# Shostakovich Symphony 14



## Enthusiast (Mar 5, 2016)

This is my favourite Shostakovich symphony but is, I know, one that many of the more committed Shostakovich listeners here tend to dismiss. I do greatly like some of the others - 5 and 10 especially and also the flawed 6 - but not so heartily as 14. Any other 14 lovers here? Or, for those who are less enamoured, why? What's wrong with it? Also, I wonder if anyone has knowledge about where it came from - why did Shostakovich suddenly go in such a different direction, for example? Was it the influence of his friend Britten? 

As for performances, I have heard a great many but none seem to come close to the Rostropovich with Reshetin and Vishnevskaya (both singing really beautifully). Currentzis gives us a different take (neoclassical?) that I also enjoy.


----------



## Art Rock (Nov 28, 2009)

One of his best - and I regard Shosty as one of the greatest symphonists of all time. 



It is a work for soprano, bass and a small string orchestra with percussion, consisting of eleven linked settings of poems by four authors. Most of the poems deal with the theme of death, particularly that of unjust or early death. The composer himself was initially unsure what to call the work, eventually designating it a symphony rather than a song cycle to emphasise the unity of the work musically and philosophically: most of the poems deal with the subject of mortality. I have a number of versions, but I'm always going back to the first one I heard, which has the added bonus that the poems are all sung in their original language. That version is by the Concertgebouw Orchestra under Bernard Haitink, with Julia Varady and Dietrich Fischer-Dieskau, on a Decca CD.


----------



## elgar's ghost (Aug 8, 2010)

I like the 14th a lot, but have difficulty envisioning it as a symphony in the way I can with _Das Lied von der Erde _or DSCH's own 13th.

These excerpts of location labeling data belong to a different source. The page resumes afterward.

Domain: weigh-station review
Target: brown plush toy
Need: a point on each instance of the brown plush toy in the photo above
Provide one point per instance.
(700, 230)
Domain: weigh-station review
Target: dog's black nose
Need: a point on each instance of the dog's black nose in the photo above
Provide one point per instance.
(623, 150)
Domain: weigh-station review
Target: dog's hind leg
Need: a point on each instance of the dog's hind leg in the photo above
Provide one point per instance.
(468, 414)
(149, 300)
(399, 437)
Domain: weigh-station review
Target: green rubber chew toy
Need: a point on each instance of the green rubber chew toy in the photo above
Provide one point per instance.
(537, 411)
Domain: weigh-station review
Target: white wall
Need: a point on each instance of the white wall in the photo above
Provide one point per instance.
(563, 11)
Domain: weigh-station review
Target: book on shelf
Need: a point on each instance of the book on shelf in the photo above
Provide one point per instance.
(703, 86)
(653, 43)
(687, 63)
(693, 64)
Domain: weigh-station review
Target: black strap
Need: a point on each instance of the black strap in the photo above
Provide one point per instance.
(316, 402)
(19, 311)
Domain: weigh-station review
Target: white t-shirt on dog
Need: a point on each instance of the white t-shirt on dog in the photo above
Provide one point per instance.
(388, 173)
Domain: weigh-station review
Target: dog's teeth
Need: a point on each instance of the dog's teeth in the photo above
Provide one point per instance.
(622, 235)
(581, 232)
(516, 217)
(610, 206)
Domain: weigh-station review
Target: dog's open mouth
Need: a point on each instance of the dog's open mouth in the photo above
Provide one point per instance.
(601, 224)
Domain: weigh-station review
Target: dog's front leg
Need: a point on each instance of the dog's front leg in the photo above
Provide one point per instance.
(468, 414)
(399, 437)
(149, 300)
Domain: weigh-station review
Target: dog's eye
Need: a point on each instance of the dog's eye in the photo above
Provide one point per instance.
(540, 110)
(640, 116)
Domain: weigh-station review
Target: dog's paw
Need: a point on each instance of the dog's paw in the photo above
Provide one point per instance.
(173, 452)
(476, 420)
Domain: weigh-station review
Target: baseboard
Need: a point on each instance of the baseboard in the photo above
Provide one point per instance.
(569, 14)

Because it consists of relatively short passages it feels like it has more in common with the orchestral versions of the later song cycles (_Six Poems by Marina Tsevayeva _op.143a and _Suite on Verses of Michelangelo Buonarroti _op.145a), not least because the themes of death, despair and resignation seem to run through them all.

I came by it via Bernard Haitink's recording on Decca with Dietrich Fischer-Dieskau and Júlia Várady. It's not my favourite, although I certainly think it's worth hanging onto because the work is sung in the original languages of the poems rather than Russian for them all, a version which the composer himself sanctioned. However, I think having all the poems sung in Russian plumbs even darker depths, and that is why I prefer the Melodiya recordings made by Rozhdestvensky (with Anatoly Safiulin and Makuala Kasrashubili) and Kondrashin (with Evgeny Nestorenko and Evgenya Tselovalnik).


----------



## Barbebleu (May 17, 2015)

I concur with the Rozhdestvensky and Kondrashin nods. Terrific interpretations of a fascinating composition. I’m also keen on the Yuri Turovsky and the Neeme Jårvi.


----------



## Enthusiast (Mar 5, 2016)

Art Rock said:


> One of his best - and I regard Shosty as one of the greatest symphonists of all time.
> 
> 
> 
> It is a work for soprano, bass and a small string orchestra with percussion, consisting of eleven linked settings of poems by four authors. Most of the poems deal with the theme of death, particularly that of unjust or early death. The composer himself was initially unsure what to call the work, eventually designating it a symphony rather than a song cycle to emphasise the unity of the work musically and philosophically: most of the poems deal with the subject of mortality. I have a number of versions, but I'm always going back to the first one I heard, which has the added bonus that the poems are all sung in their original language. That version is by the Concertgebouw Orchestra under Bernard Haitink, with Julia Varady and Dietrich Fischer-Dieskau, on a Decca CD.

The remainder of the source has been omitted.